Meek Mill says he doesn’t "feel free" despite prison release
PHILADELPHIA -- Rapper Meek Mill said Wednesday that now that he's out of prison, a lot of people facing similar battles with the criminal justice system are depending on him. "I got a lot of responsibility," he said in an interview with Lester Holt of NBC Nightly News.
He said the men counting on him are "going through the same thing I'm going through."
The Philadelphia-born rapper rang a replica Liberty Bell at center court of the Philadelphia 76ers' first-round clinching playoff game Tuesday less than two hours after being freed on bail while he appeals decade-old gun and drug convictions.
He was released after the state Supreme Court directed a Philadelphia judge who had jailed him to immediately issue an order letting him out.
Asked if he felt free, Mill told Holt: "I ain't feel free since I caught this case at age of 19 - I'm 30 now."
Mill had been sentenced in November to two to four years behind bars for probation violations, setting off an all-out battle by a team of lawyers and public relations consultants to get him released on bail.
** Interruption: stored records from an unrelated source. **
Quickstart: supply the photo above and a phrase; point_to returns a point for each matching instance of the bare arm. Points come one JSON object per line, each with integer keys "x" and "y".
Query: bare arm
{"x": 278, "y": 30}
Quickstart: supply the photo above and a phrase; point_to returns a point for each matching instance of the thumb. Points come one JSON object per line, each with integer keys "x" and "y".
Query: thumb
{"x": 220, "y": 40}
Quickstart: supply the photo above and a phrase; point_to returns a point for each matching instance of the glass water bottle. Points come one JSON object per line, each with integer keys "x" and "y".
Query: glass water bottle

They fiercely criticized the judge as a stream of high-powered figures and celebrities visited Mill in jail in the weeks and days before the Supreme Court ruling.
"Although I'm blessed to have the resources to fight this unjust situation, I understand that many people of color across the country don't have that luxury and I plan to use my platform to shine a light on those issues," Mill said in a statement shortly before his release.
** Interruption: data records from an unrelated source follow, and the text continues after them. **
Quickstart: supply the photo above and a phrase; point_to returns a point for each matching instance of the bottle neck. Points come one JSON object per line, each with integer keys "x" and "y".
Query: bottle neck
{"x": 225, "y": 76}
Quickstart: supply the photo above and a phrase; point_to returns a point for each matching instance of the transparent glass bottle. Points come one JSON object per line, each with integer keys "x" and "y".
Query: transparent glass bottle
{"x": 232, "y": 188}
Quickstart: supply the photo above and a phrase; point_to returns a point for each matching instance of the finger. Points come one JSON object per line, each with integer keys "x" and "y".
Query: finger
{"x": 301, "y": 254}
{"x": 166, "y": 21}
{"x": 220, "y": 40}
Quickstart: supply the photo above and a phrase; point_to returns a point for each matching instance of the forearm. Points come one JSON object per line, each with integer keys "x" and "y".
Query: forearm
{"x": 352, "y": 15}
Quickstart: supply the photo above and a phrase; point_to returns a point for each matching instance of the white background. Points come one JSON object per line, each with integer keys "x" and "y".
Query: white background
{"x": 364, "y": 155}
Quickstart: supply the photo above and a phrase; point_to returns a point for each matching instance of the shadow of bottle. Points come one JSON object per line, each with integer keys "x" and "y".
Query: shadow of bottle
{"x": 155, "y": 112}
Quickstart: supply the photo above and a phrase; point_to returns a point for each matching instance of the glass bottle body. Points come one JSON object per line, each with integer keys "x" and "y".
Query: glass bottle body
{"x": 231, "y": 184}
He said he planned to focus on getting his convictions overturned, and that he looks forward to resuming his music career.
The ruling came after prosecutors said they agreed with his lawyers that he should get a new trial because of questions raised about the arresting officer. The now-retired officer was among a list of police officers the prosecutor's office has sought to keep off the witness stand in cases across the city because of credibility questions.
The district attorney's office has not said whether they would seek to retry him if the old convictions are thrown out. But it noted that just last week, prosecutors agreed not to further prosecute three defendants whose cases were tossed because of doubts about the credibility of the arresting narcotics agent, the same officer who had arrested Mill.
Judge Genece Brinkley, who sent Mill to prison and had refused to release him on bail until the Supreme Court ruling, was accused by the defense of waging a vendetta against the rapper. She defended herself, saying she had acted "impartially and without prejudice" in all proceedings since 2008.
Multiple celebrities have come out in support of Mill.
On Tuesday, fellow Philadelphian and comedian Kevin Hart was at the jail to visit him, CBS Philadelphia reports.
"The frustration for me is, why is he still there? I still don't understand why he's still in jail after so much has been pointed out," Hart told reporters after the visit.
Jay-Z wrote an op-ed in the New York Times in November and called the rapper's sentence "just one example of how our criminal justice system entraps and harasses hundreds of thousands of black people every day."
Jay-Z wrote that Mill has been "stalked by a system that considers the slightest infraction a justification for locking him back inside" and said that when he was growing up in Brooklyn in the 1970s and 1980s, he saw that probation became a "landmine" for many. He pointed out that a "random misstep" could bring consequences greater than the crime.